Comment by phire
> The fact that Intel managed to get them lined up for small loops to do 9x effective instruction issue is basically miraculous IMO
Not just small loops. It can reach 9x instruction decode on almost any control flow pattern. It just looks at the next 3 branch targets and starts decoding at each of them. As long as there is a branch every 32ish instructions (presumably a taken branch?), Skymont can keep all three uop queues full and Rename/dispatch can consume uops at a sustained rate of 8 uops per cycle.
And in typical code, blocks with more than 32 instructions between branches are somewhat rare.
But Skymont has a brilliant trick for dealing with long runs of branchless code too: It simply inserts dummy branches into the branch predictor, breaking them into shorter blocks that fit into the 32 entry uop queues.

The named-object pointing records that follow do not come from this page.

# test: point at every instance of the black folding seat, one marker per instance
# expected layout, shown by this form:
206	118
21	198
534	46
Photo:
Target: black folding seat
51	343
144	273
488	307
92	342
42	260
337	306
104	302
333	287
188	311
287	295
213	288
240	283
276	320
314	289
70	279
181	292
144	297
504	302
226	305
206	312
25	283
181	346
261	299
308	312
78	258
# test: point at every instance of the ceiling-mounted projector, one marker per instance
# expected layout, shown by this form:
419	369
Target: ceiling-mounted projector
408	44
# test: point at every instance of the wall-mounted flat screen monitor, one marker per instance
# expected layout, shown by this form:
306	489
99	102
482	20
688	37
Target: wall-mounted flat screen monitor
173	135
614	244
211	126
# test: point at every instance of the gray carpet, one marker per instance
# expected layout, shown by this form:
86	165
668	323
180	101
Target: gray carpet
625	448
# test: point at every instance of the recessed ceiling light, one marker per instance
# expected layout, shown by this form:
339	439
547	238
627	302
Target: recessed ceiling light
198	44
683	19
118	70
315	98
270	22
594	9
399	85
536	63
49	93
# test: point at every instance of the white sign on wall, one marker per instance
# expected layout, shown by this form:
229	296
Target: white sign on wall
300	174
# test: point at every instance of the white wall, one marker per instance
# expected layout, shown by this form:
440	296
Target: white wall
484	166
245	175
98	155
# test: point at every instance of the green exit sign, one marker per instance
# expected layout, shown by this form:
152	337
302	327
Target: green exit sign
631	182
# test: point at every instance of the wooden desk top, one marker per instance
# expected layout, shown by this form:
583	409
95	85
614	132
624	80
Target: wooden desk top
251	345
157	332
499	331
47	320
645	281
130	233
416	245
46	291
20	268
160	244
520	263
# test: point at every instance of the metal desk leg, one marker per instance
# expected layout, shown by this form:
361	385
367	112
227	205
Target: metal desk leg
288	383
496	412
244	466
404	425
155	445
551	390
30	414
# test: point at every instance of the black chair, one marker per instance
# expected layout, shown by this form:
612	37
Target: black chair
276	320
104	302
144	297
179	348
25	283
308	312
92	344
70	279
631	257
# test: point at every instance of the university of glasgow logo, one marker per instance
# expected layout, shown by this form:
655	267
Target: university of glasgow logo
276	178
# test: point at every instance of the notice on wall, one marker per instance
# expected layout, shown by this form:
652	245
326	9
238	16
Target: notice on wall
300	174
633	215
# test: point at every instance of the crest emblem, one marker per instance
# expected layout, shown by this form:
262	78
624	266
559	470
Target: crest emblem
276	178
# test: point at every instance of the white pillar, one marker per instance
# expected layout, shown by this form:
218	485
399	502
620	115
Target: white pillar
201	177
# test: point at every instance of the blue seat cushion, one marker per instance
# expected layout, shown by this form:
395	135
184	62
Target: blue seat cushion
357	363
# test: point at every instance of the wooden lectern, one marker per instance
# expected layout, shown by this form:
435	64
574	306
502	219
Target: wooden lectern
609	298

The 3 decoders will start decoding the long block at three different positions, leap-frogging over each-other until the entire block is decoded and stuffed into the queues.
This design is absolutely brilliant. It seems to entirely solve the issue decoding X86, with far less resources than a uop cache. I suspect the approach will scale to almost unlimited numbers of decoders running in parallel, shifting the bottlenecks to other parts of the design (branch prediction and everything post decode)
Thanks for the explanation. I was wondering how the heck Intel did to make a 9-way decode x86–a low power core of all things. Seems like an elegant approach.